By Catherine Whitaker, CEO & Head of Learning, EtonX

Catherine Whitaker Etonx Ceo

 

We know automation is going to cut a swathe through tomorrow’s workforces but how are we going to help young people upskill for such a seismic change given the academic workloads they already face?

The scale and speed of job changes are certainly profound – but, surprisingly, so are the opportunities.  World Economic Forum (WEF) research reckons that around 75 million jobs will be wiped out worldwide by 2022 as organisations’ core processes are digitised and automated.

But the data also say that workforce entrants and existing employees that strike a balance of highly-developed technical and soft skills will help create around 130 million new jobs.  

The factor setting us apart in a world of AI and robotics is refining our human skills: for example, the critical thinking that allows us to make fine judgement calls, or problem-solving in the most complex situations, and the ability to collaborate with many different people: even the most advanced robots and algorithms still cannot match such capabilities.

But with teenagers weighed down by exam grade expectations, they will need easier and more sympathetic settings in which to understand and acquire these life skills – without disrupting their core studies.

Step forward bespoke virtual classrooms.
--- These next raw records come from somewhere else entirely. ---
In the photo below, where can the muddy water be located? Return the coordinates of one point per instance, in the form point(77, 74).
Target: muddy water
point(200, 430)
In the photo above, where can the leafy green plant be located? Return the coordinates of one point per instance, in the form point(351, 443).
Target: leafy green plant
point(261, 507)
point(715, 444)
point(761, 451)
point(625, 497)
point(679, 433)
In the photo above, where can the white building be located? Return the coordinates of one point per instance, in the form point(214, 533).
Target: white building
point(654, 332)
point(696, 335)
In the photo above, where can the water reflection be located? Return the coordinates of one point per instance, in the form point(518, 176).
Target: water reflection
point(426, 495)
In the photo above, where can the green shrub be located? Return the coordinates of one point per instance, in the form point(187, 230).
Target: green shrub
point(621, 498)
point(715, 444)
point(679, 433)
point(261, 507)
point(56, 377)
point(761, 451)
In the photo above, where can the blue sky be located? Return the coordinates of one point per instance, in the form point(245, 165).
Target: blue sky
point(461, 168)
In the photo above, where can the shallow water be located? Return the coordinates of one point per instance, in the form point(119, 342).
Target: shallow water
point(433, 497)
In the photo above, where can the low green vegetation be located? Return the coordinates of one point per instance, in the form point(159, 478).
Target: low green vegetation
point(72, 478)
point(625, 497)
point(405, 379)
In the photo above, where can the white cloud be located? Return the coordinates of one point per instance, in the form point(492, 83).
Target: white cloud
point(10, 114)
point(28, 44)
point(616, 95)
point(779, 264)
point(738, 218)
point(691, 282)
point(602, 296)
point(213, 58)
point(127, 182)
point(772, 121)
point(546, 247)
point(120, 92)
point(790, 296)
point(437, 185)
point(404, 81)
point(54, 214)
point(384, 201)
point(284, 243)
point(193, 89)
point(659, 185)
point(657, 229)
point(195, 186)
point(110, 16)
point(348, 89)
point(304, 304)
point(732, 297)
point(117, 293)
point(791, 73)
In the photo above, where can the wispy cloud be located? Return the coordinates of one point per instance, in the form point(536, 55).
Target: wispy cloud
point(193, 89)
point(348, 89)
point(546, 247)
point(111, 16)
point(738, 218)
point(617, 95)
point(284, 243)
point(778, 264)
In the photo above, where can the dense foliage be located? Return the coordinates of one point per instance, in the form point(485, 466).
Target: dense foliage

These online learning innovations take a giant leap forward for soft skills instruction for busy schools.  That’s because they humanise online learning, replicating students’ experience in a physical classroom and redefining what online learning can do.

We introduced a new, custom-built virtual classroom in the autumn for the first eight courses in our new Future Skills Programme which address gaps in schools’ teaching of soft skills under traditional curricula.  The short, seven-week courses help students from all type of school or college across the world to develop vital skills such as assertiveness, active listening and public speaking.

In these classrooms, the difference is made by their higher-quality video streaming: participants can interact more naturally with each other and their tutor.  Students take part easily in role plays, group discussions and presentations.  Young people that sign up to these virtual classroom-based courses can choose to study alongside people from different countries and backgrounds, gaining a lasting cultural appreciation that is a crucial but under-rated skill for working effectively in our globalised economy.

And since our virtual classroom uses the latest WebRTC standards, users can join their classes from their browser without installing any software. Schools anywhere can add standalone soft skills subjects to their co-curricular programmes and individual students can top-up their soft skills – just as they would by having extra academic tuition out of school hours.

In the ponderous video and creaking bulletin boards of my early e-learning days, learning how to give a speech or doing an assertiveness role play would have been impossible.  With these flexible classrooms, students can practise crucial soft skills learning, for a more rounded education, in enjoyable and non-challenging surroundings.

There’s another benefit for students too. World Economic Forum analysis of academic outcomes across the world in 2016 found that students with social and emotional learning achieve outcomes up to 11 percent higher than those without.

The pace of change in today’s workplace is unnerving. By enabling students to learn soft skills in sympathetic settings, we can give students a real opportunity to get to grips with it.